Dabei waren sie in Leverkusen zuletzt noch einigermaßen optimistisch, die Sache in den Griff zu bekommen: Man hatte, weil der Prozess in zwei Phasen aufgeteilt war, gehofft, dass das Gericht samt Laien-Jury zu dem Schluss kommt, dass Roundup (so der Handelsname für des Unkrautvernichters) eben nicht für die Krebserkrankung des Klägers Edwin Hardeman verantwortlich ist. Doch es kam genau anders. Jetzt ist man bei Bayer “enttäuscht”. Aber warum? Weil sie nicht damit gerechnet haben, dass die Jury gegen Monsanto respektive Bayer entscheiden könnte? Das müsste man dann wohl blauäugig nennen.

Vernichtung von Milliarden 

Sollte die Jury nun im zweiten Teil des Prozesses auch noch zu dem Schluss gelangen, dass Monsanto die Risiken verschwiegen hat, die von Glyphosat ausgehen, dann dürfte es zappenduster aussehen für Bayer. Alarmstufe Rot in Leverkusen!

Soweit ist es noch nicht, und Bayer wird vor Gericht weiter darum kämpfen, das Gegenteil zu beweisen. Aber die Luft wird dünner – und womöglich wird sich der Konzern dazu durchringen müssen, milliardenschwere Entschädigungen zu zahlen, um die zermürbenden Gerichtsprozesse zu einem schnellen Ende zu bringen.

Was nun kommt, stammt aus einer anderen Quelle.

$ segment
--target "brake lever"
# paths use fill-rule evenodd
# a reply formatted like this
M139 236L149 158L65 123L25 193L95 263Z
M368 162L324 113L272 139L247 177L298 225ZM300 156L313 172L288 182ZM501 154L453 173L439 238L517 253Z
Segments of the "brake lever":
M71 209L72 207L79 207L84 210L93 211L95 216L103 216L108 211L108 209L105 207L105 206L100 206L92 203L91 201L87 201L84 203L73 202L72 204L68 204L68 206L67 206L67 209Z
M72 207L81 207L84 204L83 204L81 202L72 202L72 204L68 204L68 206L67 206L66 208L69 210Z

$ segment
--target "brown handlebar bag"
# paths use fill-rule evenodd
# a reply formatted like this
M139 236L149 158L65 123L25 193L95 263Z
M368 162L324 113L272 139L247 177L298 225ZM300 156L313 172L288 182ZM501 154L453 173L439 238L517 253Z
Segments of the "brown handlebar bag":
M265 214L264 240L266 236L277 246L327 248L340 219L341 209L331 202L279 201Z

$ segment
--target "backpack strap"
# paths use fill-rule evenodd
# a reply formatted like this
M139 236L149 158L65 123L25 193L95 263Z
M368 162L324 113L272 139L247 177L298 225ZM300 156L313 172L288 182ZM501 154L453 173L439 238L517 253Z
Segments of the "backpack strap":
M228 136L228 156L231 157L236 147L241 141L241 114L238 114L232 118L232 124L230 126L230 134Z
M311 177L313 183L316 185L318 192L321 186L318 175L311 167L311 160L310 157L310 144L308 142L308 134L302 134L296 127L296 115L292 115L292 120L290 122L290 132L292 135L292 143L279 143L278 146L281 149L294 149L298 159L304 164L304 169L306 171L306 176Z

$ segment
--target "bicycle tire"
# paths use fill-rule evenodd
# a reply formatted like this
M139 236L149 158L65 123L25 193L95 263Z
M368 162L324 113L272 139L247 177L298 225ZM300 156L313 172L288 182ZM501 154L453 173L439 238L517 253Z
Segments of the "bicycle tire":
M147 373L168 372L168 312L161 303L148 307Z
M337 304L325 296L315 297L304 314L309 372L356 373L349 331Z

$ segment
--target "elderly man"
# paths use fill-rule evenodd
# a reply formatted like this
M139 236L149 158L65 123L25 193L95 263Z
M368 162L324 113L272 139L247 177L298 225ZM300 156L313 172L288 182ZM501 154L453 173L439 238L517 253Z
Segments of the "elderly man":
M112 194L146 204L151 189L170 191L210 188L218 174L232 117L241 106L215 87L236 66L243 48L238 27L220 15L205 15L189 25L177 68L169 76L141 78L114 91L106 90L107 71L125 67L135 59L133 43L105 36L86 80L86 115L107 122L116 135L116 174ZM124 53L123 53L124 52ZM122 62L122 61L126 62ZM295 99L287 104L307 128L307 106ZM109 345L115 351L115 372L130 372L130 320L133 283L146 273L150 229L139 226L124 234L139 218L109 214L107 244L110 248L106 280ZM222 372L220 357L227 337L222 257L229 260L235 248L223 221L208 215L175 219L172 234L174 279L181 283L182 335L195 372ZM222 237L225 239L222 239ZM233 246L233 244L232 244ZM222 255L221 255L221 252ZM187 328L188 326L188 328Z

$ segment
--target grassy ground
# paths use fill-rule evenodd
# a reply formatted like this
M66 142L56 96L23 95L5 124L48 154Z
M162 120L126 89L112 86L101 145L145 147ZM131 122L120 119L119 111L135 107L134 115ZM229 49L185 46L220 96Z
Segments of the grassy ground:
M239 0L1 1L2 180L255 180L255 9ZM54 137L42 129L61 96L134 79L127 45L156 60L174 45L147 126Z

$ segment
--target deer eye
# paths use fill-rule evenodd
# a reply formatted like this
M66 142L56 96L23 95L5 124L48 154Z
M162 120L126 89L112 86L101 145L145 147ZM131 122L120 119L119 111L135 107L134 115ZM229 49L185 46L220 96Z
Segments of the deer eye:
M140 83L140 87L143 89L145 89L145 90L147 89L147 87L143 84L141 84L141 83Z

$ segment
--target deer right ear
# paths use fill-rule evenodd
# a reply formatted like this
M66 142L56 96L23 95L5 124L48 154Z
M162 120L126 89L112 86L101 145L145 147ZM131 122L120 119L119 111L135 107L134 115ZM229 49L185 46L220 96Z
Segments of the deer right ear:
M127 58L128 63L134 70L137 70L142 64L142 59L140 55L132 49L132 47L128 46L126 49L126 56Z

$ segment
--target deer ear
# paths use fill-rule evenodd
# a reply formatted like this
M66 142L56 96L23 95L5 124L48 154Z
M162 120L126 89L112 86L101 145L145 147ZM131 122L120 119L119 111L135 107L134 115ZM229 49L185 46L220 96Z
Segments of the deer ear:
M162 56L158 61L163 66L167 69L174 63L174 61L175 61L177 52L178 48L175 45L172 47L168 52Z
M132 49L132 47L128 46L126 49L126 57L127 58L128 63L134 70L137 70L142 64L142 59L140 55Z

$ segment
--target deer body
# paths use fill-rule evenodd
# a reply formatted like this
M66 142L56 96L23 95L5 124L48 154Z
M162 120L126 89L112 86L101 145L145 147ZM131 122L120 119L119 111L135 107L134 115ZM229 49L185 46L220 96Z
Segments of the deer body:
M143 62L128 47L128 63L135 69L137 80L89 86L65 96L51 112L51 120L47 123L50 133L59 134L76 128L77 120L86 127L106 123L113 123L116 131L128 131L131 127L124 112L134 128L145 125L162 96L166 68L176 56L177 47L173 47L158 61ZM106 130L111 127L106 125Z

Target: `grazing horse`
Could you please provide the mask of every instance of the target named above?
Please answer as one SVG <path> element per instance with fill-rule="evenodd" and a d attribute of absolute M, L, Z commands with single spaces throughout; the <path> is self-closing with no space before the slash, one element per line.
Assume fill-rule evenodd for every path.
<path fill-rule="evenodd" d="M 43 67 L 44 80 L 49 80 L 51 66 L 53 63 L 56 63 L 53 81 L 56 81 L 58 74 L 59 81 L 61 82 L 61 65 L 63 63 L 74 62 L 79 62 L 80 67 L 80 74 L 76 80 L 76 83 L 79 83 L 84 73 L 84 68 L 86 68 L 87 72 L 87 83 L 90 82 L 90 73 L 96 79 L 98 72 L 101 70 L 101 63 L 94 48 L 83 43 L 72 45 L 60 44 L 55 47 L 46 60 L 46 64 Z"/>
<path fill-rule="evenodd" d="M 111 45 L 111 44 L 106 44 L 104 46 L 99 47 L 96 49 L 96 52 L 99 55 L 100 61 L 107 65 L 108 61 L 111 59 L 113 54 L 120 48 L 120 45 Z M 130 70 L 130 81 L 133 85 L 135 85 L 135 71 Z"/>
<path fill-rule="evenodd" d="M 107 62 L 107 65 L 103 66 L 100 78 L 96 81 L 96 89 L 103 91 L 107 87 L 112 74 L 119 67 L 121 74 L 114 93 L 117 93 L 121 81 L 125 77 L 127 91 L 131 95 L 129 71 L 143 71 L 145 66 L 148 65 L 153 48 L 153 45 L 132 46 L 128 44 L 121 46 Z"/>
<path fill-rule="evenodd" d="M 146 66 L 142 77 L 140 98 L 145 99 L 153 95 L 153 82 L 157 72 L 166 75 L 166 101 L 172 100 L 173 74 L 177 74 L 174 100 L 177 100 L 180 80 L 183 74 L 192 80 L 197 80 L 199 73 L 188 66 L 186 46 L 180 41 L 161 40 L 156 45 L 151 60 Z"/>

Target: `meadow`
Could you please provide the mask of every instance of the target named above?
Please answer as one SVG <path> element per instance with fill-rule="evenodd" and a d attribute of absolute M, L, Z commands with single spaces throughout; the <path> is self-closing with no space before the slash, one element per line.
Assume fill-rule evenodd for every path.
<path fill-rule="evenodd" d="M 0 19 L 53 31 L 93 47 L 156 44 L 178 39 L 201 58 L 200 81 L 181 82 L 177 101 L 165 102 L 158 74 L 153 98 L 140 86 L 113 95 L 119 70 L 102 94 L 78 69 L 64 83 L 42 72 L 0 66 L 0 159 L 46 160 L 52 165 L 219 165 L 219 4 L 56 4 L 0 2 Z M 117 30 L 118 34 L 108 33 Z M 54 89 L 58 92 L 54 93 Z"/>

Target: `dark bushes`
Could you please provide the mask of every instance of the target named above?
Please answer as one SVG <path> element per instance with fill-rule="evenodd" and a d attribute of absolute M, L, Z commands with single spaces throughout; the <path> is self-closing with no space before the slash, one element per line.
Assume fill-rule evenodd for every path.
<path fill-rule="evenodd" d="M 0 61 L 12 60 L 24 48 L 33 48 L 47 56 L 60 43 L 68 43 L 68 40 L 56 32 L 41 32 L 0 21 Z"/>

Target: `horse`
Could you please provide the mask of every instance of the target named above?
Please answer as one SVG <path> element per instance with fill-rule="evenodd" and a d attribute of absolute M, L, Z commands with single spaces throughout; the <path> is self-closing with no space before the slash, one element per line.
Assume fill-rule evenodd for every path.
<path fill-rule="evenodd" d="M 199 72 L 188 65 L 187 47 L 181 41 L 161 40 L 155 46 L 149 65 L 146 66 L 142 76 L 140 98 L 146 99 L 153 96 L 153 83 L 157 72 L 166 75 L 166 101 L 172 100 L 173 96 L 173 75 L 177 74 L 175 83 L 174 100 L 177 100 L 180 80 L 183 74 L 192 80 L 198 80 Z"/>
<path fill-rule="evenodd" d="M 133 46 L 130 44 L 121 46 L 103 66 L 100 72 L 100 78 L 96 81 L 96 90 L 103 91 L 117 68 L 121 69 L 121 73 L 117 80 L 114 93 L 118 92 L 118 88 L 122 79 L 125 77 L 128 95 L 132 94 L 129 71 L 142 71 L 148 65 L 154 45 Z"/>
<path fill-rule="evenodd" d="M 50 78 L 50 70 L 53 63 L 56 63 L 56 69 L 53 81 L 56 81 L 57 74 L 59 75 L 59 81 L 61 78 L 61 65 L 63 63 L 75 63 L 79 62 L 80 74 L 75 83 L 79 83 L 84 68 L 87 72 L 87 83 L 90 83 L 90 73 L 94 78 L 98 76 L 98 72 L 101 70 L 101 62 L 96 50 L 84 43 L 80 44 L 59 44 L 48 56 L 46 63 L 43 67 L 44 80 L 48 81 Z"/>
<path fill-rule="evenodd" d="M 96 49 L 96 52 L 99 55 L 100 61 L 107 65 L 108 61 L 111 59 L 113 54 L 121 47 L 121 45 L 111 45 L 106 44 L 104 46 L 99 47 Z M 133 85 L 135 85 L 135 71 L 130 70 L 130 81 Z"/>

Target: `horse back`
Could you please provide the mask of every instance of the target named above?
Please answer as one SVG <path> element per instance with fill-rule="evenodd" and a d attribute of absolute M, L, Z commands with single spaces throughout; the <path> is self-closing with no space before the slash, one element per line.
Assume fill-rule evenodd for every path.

Für den Moment ist die Causa Monsanto ein Lehrbeispiel dafür, wie der Größenwahn eines Managers zum Boomerang werden kann. Werner Baumann wollte beweisen, dass er sich traut, anders als seine Vorgänger, den ungeliebten US-Konkurrenten zu schlucken. Doch nun liegt ihm das Schmuddelkind schwer im Magen. Jetzt gilt Baumann als größter Wertvernichter in der Geschichte des Deutschen Aktienindex.